# Human Remains Found At Titanic Shipwreck Site, Officials Claim



## micropage7 (May 30, 2012)

A photograph depicting what a federal official claims to be human remains entombed in the mud surrounding the RMS Titanic's wreckage site has been released in its full form to the public for the first time Saturday -- in time for the 100th anniversary of the sinking
"These are not shoes that fell out neatly from somebody's bag right next to each other," director of maritime heritage at the National Oceanic and Atmosphere Administration James Delgado told the Associated Press.

Delgado went on to say the placement of the remains are very likely the remains of a victim who found their final resting place on the ocean floor.

"I as an archaeologist would say those are human remains," he said, according the Associated Press. "Buried in that sediment are very likely forensic remains of that person."

According to the compilation, one of the photos shows two men using the Titanic's gymnasium -- both of whom lost their lives when the ship sank.

In commemoration, others are recalling testimonials from survivors.

Marshall Drew, who was 8 years old at the time of the crash, wrote a letter to the fifth-grade class of Jeannette Nichols describing waking up after the ship crashed with the iceberg.

"A steward knocked at the door and told us to get dressed, put on life preservers and go up to the boat deck," he wrote. "Elevators were not running so we walked up the staircase.
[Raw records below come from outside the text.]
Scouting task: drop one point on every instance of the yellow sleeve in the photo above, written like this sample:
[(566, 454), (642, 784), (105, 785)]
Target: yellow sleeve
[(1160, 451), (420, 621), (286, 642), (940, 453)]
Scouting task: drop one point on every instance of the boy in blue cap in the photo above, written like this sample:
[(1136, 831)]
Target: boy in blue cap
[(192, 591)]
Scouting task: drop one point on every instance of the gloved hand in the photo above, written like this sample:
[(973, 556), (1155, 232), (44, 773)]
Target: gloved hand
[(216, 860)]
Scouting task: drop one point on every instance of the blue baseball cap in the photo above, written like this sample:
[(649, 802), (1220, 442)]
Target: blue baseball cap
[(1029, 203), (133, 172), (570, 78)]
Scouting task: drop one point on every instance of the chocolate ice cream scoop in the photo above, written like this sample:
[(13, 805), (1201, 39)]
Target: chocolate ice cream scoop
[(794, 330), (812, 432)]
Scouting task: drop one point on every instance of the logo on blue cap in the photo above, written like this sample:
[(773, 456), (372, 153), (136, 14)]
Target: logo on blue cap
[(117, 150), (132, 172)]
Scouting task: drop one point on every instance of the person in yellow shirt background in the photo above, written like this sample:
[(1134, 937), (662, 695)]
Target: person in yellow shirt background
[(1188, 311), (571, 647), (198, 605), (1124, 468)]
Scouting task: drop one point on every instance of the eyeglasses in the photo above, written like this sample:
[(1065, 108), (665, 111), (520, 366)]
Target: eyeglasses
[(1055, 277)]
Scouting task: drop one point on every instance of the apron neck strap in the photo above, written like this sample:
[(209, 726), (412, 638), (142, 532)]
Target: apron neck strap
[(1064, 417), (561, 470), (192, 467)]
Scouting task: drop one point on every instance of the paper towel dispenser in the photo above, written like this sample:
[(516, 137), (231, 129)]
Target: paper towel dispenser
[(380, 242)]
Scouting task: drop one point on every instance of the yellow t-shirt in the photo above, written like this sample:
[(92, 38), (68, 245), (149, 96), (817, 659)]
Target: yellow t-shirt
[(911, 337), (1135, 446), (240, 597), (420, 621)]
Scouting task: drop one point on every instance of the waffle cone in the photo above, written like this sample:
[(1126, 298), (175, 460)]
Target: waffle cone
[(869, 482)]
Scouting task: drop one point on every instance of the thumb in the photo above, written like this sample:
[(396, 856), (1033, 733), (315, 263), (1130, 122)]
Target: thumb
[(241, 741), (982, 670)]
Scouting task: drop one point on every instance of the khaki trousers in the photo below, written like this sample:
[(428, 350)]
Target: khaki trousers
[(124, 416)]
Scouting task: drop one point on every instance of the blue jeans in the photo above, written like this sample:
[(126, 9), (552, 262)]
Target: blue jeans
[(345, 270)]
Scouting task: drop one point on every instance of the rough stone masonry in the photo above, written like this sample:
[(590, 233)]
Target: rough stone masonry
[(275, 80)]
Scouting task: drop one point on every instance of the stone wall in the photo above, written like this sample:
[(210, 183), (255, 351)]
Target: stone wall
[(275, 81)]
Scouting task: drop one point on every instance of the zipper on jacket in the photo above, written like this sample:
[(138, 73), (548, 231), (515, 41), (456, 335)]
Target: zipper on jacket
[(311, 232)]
On deck all was very orderly with an officer in charge: “WOMEN AND CHILDREN FIRST.”

While Drew went on to become an art teacher, his uncle lost his life aboard the ship.
http://www.huffingtonpost.com/2012/04/15/human-remains-found-at-titanic-shipwreck-site_n_1426700.html
http://www.huffingtonpost.com/2012/04/15/titanic-human-remains_n_1426660.html


----------



## D007 (May 30, 2012)

Man that is kind of creepy. Historical creepy though, so it's ok.


----------